Essex County: The Origin Story of Jeff Lemire

The Collected Essex County

by Jeff Lemire
published by Top Shelf

Who needs a superhero when you already have one?

This is the story of a man, a man and his origin. Well, not really... let me start over. This is a modestly long-winded deep dive into a recommendation to read the graphic novel series that became the origin story to the Jeff Lemire that we all know today. The accidental classic in graphic literature, Essex County, is the quintessential reason why Lemire has been able to spread his branches into so many directions within comics. That story was one of his first published works and soon became an oft-referred to moment when Lemire became the creator who once was into the one we know now. That published work, written as a three-part graphic novel series, quickly became a ripple in an industry unbeknownst to it without knowledge of it's need to be shaken. Today, it is widely acclaimed as one of the finest pieces of graphic literature, all while he continues inking pages to more stories, and often handfuls at a time. So again I say: who needs a superhero when you already have one?

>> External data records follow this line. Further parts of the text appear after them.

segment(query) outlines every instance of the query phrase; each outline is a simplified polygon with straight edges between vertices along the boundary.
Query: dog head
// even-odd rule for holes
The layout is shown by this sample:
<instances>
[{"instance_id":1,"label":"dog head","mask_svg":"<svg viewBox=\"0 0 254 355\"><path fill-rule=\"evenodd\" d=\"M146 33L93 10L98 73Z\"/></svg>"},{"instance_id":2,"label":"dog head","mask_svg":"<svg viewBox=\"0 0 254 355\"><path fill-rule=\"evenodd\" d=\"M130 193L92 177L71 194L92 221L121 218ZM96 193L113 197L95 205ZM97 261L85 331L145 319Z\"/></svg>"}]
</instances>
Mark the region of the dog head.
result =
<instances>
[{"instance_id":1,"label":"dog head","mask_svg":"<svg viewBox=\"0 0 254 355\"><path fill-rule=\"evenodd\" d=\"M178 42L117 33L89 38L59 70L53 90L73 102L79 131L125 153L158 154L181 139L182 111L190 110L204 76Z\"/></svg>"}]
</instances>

Jeff Lemire is known for many things, and oftentimes those many things are done simultaneously or back-to-back. He has gone from small-town hopeful to comic creator superstar, and he'd be the first to say that it's his persistent work ethic that got him there. He literally has done damn near everything that can be done with comics. Going from illustrating story's of his own published by small independent companies, to writing for Marvel and DC then back to creating his own stories for smaller companies. He even has created his own universe of characters while somehow also finding time for the multiple projects he has that are headed toward various versions of the screen. If tasked with giving a single recommendation of what of his to read I'd be hard-pressed to even narrow it down to a simple few. How can one man write the perfect story over and over again in so many ways and in so many facets? He simply cannot write a story that misses the mark; he is incapable.

Every story has a beginning. Lemire's began with Essex County. It is a delicate and quiet story with a small cast of characters. Introduced throughout the graphic series, they all carry personal burdens of isolation and share a largely unknown (until the final act) common existence. Originally published in three different paperbacks, the story of Essex County can easily be enjoyed separately, but, like any good season of a Netflix Original, is best consumed all at once and with modest introspection. Lemire's ability to tell a story with pictures colored only by the black of his ink and the white of the paper is at a level most just cannot. While many of his comics are referred to as must-reads, the ones where he is the author and illustrator in smaller formats such as this one is where he shines the brightest.

The first of the three stories, Tales From the Farm, is a story about a boy. The boy, Lester, having a vivid imagination (as most kids do), escapes his unfortunate life circumstance in episodic daydreams. Established at the very beginning, and taking on it's own form of metaphor, Lester adores the life of a cape and cowl as he transforms himself into his own superhero. The instant giveaway is the costume he wears and persistently refuses to take off, even as his perpetually angry but secretly sad uncle demands he removes them. Lester lives with that uncle on a farm in Essex County and his solitary reason for getting up each day is so that he can drift off into that daydream, imagining himself to fly. Also keeping Lester company, in addition to the credulous flying, are frequent visits to a bridge where he befriends a man resembling the one owning and operating the gas station. As previously mentioned, the tone in the story is soft, quaint, and desolate as we drift through a series of moments in the life of Lester. This first act of Essex County, in particular, has a period of sentiment that will touch the hearts of many when moment comes for Lester to finally hang his hat.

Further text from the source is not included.